Durante la deposizione gli agenti intervenuti si sono commossi, ripensando al terribile femminicidio. Non appena arrivati allo stabile, gli agenti hanno citofonato all'appartamento. A rispondere, secondo quanto raccontato in aula, sarebbe stata proprio lei: "Glovo, secondo piano", ha detto. Ha provato a fingere che si trattasse della cena a domicilio per salvarsi. Ma gli agenti, arrivati davanti alla porta, non sono riusciti ad entrare. Hanno sentite le urla, definite dai poliziotti stessi "strazianti" della ventottenne, poi il trambusto. Infine, il silenzio.
Secondo quanto ricostruito dagli inquirenti, Soncin l'avrebbe colpita in terrazza, ma sarebbe riuscita a scappare e a uscire fuori di casa, raggiungendo il pianerottolo. Una volta fuori sarebbe stata raggiunta nuovamente da Soncin, che l'avrebbe trascinata di nuovo nell'appartamento.
Il tentativo di sfondare la porta: "Abbiamo intimato di aprire più di 20 volte"
A quel punto, come spiegato dagli agenti chiamati a testimoniare, sono scattati i tentativi per entrare nell'appartamento. Il primo non è andato come sperato perché Soncin avrebbe fatto resistenza. Secondo quanto raccontato da uno dei poliziotti, però, chiudendo la porta con il chiavistello avrebbe lasciato uno spiraglio tramite il quale uno degli agenti sarebbe riuscito a vedere il corpo della giovane e l'uomo in piedi. A quel punto ha provato di nuovo ad aprire, stavolta con più forza, prendendo a calci la porta dell'appartamento.

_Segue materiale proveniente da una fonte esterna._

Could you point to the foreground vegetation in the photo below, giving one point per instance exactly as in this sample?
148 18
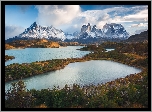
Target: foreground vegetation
128 92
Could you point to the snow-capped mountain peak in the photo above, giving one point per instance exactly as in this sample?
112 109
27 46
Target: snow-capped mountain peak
38 31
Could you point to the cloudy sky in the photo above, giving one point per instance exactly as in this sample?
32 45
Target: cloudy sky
70 18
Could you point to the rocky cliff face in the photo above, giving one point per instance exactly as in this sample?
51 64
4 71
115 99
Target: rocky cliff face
87 34
37 31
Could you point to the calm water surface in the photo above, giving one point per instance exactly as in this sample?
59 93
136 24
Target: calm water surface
29 55
82 73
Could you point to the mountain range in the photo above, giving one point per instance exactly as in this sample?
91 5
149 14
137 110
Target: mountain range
88 33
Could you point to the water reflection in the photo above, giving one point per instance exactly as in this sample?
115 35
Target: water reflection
82 73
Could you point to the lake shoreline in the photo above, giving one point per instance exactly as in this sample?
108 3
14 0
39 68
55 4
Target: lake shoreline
61 66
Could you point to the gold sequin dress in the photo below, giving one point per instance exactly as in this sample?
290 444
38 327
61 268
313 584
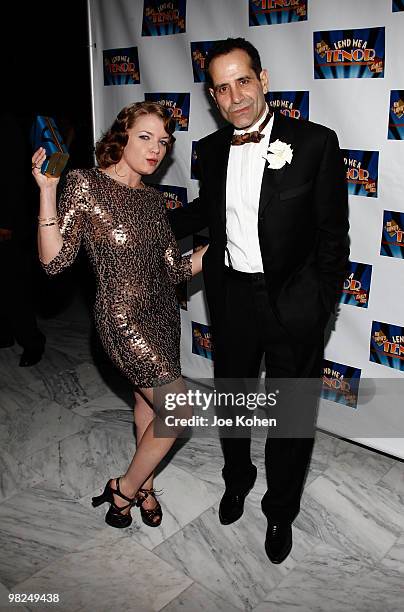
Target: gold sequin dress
137 264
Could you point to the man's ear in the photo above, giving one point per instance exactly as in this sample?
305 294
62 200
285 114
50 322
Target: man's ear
264 78
212 93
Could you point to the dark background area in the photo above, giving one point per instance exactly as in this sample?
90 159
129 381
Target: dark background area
46 67
46 71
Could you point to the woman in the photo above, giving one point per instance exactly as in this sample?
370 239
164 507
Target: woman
123 225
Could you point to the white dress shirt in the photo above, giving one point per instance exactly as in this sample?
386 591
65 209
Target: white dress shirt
243 187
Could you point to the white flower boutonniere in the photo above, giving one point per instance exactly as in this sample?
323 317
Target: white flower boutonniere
279 154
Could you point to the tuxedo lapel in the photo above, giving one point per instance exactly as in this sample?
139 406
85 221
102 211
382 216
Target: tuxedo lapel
221 158
271 179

"Gli abbiamo intimato di aprire più di 20 volte", fino a quando non è riuscito a far saltare il catenaccio per entrare in casa. Nel momento in cui ha raccontato del ritrovamento del corpo, si è commosso.
La versione della difesa: "Porta chiusa solo per rimuovere il chiavistello"

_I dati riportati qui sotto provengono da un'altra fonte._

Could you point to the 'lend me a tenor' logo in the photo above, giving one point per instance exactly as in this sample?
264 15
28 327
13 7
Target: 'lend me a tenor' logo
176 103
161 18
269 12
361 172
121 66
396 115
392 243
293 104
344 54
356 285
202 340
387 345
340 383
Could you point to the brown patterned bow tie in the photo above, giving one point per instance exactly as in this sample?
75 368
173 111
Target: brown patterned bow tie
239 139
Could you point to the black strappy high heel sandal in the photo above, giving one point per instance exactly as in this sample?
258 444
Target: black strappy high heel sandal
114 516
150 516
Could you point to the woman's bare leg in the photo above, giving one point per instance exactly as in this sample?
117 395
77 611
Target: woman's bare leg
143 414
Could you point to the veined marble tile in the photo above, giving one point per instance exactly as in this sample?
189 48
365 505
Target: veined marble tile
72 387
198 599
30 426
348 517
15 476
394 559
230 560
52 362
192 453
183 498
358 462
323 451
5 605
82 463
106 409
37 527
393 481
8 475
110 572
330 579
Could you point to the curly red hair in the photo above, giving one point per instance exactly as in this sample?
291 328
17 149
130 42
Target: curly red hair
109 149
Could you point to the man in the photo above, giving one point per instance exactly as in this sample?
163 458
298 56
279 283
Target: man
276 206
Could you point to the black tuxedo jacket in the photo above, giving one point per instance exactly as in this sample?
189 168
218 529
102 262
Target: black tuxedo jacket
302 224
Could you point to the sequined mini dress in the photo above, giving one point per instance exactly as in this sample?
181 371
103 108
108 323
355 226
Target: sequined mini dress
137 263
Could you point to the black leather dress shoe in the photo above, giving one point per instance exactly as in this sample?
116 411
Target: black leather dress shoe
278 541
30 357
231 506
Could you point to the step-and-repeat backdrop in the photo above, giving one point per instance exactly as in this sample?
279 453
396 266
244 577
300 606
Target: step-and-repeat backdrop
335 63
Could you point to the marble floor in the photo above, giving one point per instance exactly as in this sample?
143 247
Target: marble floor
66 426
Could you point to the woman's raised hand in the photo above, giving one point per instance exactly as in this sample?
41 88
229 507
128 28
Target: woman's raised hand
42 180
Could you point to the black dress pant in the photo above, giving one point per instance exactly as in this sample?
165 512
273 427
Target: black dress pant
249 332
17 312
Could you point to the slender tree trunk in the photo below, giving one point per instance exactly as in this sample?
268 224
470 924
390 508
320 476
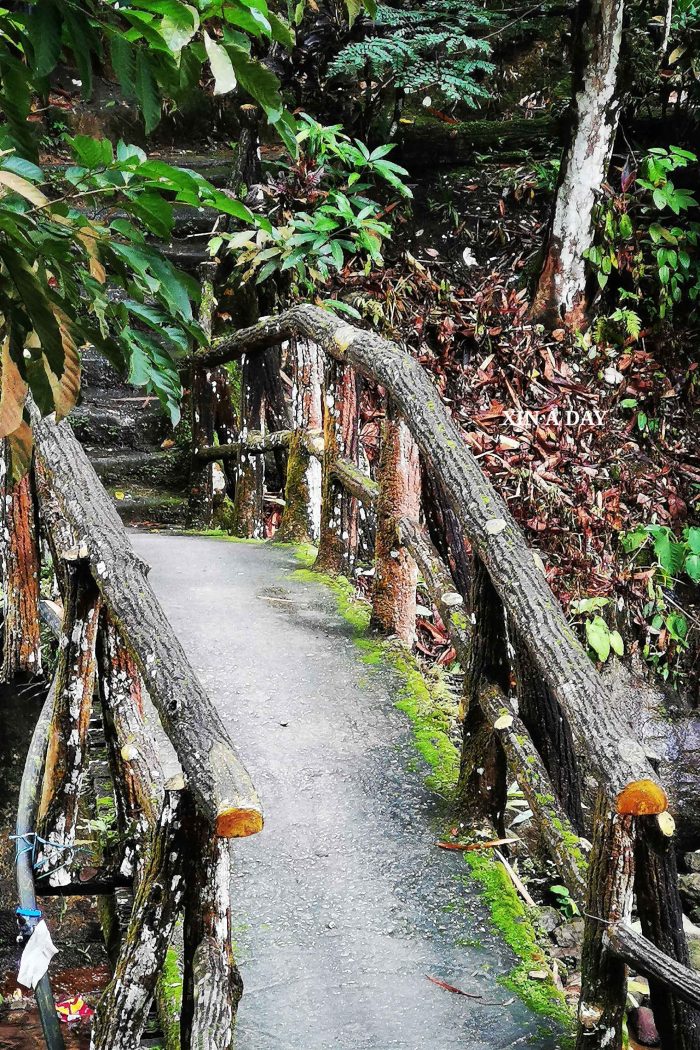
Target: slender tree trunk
483 762
609 901
20 572
123 1010
337 549
396 572
212 985
561 292
661 917
301 520
65 757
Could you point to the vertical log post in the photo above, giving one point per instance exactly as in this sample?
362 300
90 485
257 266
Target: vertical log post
202 411
212 985
65 756
301 520
661 916
396 572
20 571
337 549
483 761
609 901
123 1010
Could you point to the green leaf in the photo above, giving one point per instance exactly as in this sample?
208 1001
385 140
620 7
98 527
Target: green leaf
597 635
221 67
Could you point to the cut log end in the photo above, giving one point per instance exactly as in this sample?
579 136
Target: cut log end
238 823
642 798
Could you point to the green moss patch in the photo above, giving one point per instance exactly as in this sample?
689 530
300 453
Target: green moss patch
426 701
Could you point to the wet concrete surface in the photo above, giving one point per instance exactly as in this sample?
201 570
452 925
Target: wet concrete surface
342 905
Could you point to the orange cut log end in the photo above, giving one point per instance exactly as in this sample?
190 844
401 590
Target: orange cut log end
238 823
642 798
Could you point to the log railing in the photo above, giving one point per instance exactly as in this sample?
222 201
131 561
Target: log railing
425 507
561 707
114 643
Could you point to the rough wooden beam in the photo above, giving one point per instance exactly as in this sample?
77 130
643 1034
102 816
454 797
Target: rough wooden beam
618 760
123 1010
220 783
72 707
641 953
21 652
396 571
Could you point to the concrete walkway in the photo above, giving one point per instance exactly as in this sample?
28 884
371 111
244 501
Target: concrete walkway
343 904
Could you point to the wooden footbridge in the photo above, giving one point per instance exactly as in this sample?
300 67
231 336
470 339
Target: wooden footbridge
534 706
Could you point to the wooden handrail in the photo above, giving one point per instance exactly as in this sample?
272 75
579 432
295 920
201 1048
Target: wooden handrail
618 760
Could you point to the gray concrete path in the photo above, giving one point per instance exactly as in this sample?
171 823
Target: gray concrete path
343 904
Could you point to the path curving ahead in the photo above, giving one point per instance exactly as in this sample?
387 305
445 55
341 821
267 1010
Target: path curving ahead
342 905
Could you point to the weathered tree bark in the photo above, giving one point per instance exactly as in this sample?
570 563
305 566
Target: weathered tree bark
248 504
647 959
483 517
396 572
20 573
558 837
212 985
123 1010
440 585
301 520
661 916
138 765
483 762
224 790
203 411
609 901
65 756
338 542
597 36
550 733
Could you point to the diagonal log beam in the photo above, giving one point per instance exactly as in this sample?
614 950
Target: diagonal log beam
618 760
223 788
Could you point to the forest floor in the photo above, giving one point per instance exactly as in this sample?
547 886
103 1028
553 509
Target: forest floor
344 907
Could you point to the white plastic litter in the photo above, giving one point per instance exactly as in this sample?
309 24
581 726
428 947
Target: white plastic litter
38 952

Sul dettaglio della porta dell'appartamento, c'è stato un botta e risposta con la difesa. Secondo l'avvocato Pietro Sartori, che assiste con l'avvocata Simona Luceri Gianluca Soncin, il loro assistito non avrebbe opposto resistenza. Avrebbe chiuso la porta, invece, al solo scopo di rimuovere il chiavistello. Su questo si continuerà a dibattere, usufruendo, oltre che delle testimonianze, anche di alcune foto scattate dal poliziotto, nel corso delle prossime udienze, a partire da quella prevista il 5 ottobre.